The White House also attacked Democrats for political maneuvering and reiterated its call for protection for the telecommunication companies. “This issue is too important to play politics with,” White House spokesman Tony Fratto told NEWSWEEK. “Private firms that answered their nation’s call for help in the days after the 9/11 attacks should be applauded and not used as campaign props.”
Does this many any sense at all?
First, the notion that Dodd’s recent fundraising surge is somehow ill-gotten gains is ridiculous. The senator took a policy position, people liked it, and they rewarded him for it. Hoekstra seems to think this is wildly inappropriate.

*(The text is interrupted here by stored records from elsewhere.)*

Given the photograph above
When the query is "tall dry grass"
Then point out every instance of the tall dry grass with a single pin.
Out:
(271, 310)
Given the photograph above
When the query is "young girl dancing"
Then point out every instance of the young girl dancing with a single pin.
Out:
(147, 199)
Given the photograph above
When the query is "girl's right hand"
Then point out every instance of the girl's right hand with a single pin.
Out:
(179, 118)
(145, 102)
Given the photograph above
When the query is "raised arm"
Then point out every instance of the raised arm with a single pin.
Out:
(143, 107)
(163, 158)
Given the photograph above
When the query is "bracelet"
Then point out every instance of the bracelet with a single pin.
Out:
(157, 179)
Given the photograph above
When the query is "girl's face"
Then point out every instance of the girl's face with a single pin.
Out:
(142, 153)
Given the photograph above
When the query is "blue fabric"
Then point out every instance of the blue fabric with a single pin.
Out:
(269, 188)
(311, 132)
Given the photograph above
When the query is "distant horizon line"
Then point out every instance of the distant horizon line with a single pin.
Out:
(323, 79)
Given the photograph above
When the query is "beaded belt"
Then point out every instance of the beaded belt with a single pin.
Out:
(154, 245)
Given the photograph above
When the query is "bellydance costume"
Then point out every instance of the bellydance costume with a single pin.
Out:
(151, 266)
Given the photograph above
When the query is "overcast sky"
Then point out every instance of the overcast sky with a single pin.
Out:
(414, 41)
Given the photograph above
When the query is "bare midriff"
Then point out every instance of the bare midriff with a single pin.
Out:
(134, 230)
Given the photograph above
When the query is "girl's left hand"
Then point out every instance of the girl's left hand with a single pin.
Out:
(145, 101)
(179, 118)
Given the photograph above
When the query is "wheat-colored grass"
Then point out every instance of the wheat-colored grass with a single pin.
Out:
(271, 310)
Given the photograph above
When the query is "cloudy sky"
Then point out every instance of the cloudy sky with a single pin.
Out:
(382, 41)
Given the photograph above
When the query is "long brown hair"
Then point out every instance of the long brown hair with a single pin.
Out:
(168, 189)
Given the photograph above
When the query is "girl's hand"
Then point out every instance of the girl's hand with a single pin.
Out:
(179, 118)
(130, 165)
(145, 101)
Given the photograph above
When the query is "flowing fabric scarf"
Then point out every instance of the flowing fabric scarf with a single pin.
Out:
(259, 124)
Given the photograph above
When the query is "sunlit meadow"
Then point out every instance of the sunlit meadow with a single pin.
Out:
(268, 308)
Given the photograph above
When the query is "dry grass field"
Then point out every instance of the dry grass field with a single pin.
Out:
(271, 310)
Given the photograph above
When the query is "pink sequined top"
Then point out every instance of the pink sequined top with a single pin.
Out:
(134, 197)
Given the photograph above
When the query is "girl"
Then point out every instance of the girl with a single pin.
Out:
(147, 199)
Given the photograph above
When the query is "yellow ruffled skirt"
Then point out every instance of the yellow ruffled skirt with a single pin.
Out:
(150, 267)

Hoekstra, regrettably, doesn’t know what he’s talking about.
Second, “al Qaeda isn’t going to give us a break”? OK, but what does that have to do with Congress extending retroactive immunity to telecoms that broke the law? How is that relevant to lawmakers taking on the role of activist judges, and short-circuiting ongoing legal battles that are currently in the judicial system?
And third, it’s possible the White House doesn’t keep up with the news, but arguing that the telecoms “answered their nation’s call for help in the days after the 9/11 attacks” is transparently wrong. As part of the warrantless-search program, the NSA started leaning on the telecoms for private data six months before 9/11, not “in the days after.”